Los Angeles Times - Recommended
"...There have always been Sue Sylvesters. Those shame-inducing, joy-killing gym coaches of the soul have ever been with us, ready to crush an artistic spirit at the first sign of self-expression. And a "Glee" club to the rescue is all that's missing from "The Eccentricities of a Nightingale," now at A Noise Within. "
LA Weekly - Highly Recommended
"...Director Damaso Rodriguez dances the entire production through the play's musicality on a stage lit beautifully by James P. Taylor in the soft gauziness that Williams' "romantic clichés" demand. In fact, the only slip is that early on, Puette rests on an overactive accent. But by the second act, even that flaw is forgiven, and as Williams' ever-tragic tide begins to come in, the only thing to do is let it wash over you."
Backstage - Somewhat Recommended
"...The supporting players also vary drastically from subtle to cartoonish, making one wonder why usually spot-on director Dámaso Rodriguez has so blindly left his cast hanging out there without paying more attention to performances and less to fussy staging and bumbling scene changes. Especially considering the enormous talent Rodriguez had to guide, the scenes between Alma and John fall flat. With stronger directorial choices-and perhaps the inclusion of a dialect coach-two of Williams' most intriguing characters could have touched us profoundly with their sadly fragile humanity."

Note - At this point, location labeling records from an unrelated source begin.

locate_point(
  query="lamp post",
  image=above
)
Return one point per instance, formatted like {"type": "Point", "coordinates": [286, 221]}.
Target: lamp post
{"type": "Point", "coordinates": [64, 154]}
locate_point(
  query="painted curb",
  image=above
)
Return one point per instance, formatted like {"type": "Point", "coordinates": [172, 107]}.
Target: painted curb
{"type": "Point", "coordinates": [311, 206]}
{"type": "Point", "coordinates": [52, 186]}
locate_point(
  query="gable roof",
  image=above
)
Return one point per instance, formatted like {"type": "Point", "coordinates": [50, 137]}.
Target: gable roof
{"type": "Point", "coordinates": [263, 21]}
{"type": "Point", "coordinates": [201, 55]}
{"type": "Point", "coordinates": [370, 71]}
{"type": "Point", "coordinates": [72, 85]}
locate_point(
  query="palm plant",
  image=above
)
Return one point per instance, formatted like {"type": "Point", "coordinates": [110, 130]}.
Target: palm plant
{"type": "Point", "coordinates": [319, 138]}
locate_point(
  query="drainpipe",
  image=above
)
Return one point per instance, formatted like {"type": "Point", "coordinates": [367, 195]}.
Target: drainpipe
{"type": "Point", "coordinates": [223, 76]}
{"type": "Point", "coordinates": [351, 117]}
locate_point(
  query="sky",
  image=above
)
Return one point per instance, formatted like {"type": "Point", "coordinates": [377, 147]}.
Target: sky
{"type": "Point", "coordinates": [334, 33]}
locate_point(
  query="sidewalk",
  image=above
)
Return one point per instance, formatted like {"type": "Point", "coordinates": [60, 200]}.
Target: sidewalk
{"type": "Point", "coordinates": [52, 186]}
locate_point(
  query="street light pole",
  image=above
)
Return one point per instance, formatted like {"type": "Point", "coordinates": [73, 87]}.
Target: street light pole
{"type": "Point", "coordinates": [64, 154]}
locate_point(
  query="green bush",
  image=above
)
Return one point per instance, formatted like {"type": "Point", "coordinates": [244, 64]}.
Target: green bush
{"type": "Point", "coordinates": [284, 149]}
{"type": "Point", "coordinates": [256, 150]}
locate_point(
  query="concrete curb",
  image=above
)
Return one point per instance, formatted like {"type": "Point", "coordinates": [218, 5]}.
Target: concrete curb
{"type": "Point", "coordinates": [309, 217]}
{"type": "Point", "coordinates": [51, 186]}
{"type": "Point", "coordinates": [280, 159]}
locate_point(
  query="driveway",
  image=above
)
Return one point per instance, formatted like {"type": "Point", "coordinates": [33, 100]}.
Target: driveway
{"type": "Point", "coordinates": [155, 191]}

Stage and Cinema - Highly Recommended
"...The entire production – thanks to Joel Daavid's dream-like set, James P. Taylor's subtle lighting, and Leah Piehl's evocative costumes – bears a whiff of frayed valentines and magic lanterns and a sense of what it must have been like one summer a long time ago in Glorious Hill, Mississippi. Its moment in time, so gorgeously created by Tennessee Williams, revives one's interest in a play that has not always been treated so lovingly or has seemed so stageworthy. The Eccentricities of a Nightingale shimmers."
Stage Scene LA - Highly Recommended
"...Eccentricities Of A Nightingale is the fourth Tennessee Williams work to be staged by the illustrious A Noise Within (following The Glass Menagerie, Cat On A Hot Tin Roof, and The Night Of The Iguana). As the play that closes ANW's final season in Glendale, it does so with a bang as bright as the fireworks that lights Alma Winemiller's face on that 4th Of July evening nearly a century ago."
StageHappenings.com - Highly Recommended
"...The climax of the play comes with Puette and Dechert at a hotel for which an hour was going to make a lifetime. Twisting her ring, Puette's Alma sacrifices a plume to the fire and quotes a poem finished by Dechert's John: "If I wore a gold sword on a white verandah, I would shock a simple heart with my heartless candor." And this honesty, which Alma calls a failure, is finally what we appreciate most. That nightingale which used to sing doesn't sing any more in the epilogue, but that final scene with a traveling salesman, forecasting an hour in "Tiger Town" reminds us that Alma could only tell the truth, and one hour can indeed change one's life."
Examiner - Highly Recommended
"...Under director Dámaso Rodriguez, John seems less a cad and more a man surrendering to first his true desire and then to the confining expectations of his domineering mother. Alma, instead of the tragic, emotionally fragile Southern belle, who ends her life in ruins, becomes a woman, in charge of her own life and her own sexuality freed from the oppressive expectations of her parents and her father's congregation. Chivalry and the Southern false gentility, were they the cage that held in the nightingale? You'll have to decide for yourself.
ArtsBeatLA - Highly Recommended
"...Tennessee Williams' play is heavy with metaphor and this production is skillfully directed by Damáso Rodriguez. The ensemble offers humor in an otherwise dark play, especially David LM McIntyre and Jacque Lynn Colton. Eccentricities is a strong show from both cast and crew with beautiful costume design by Leah Piehl, whose attention to detail added layers to each character."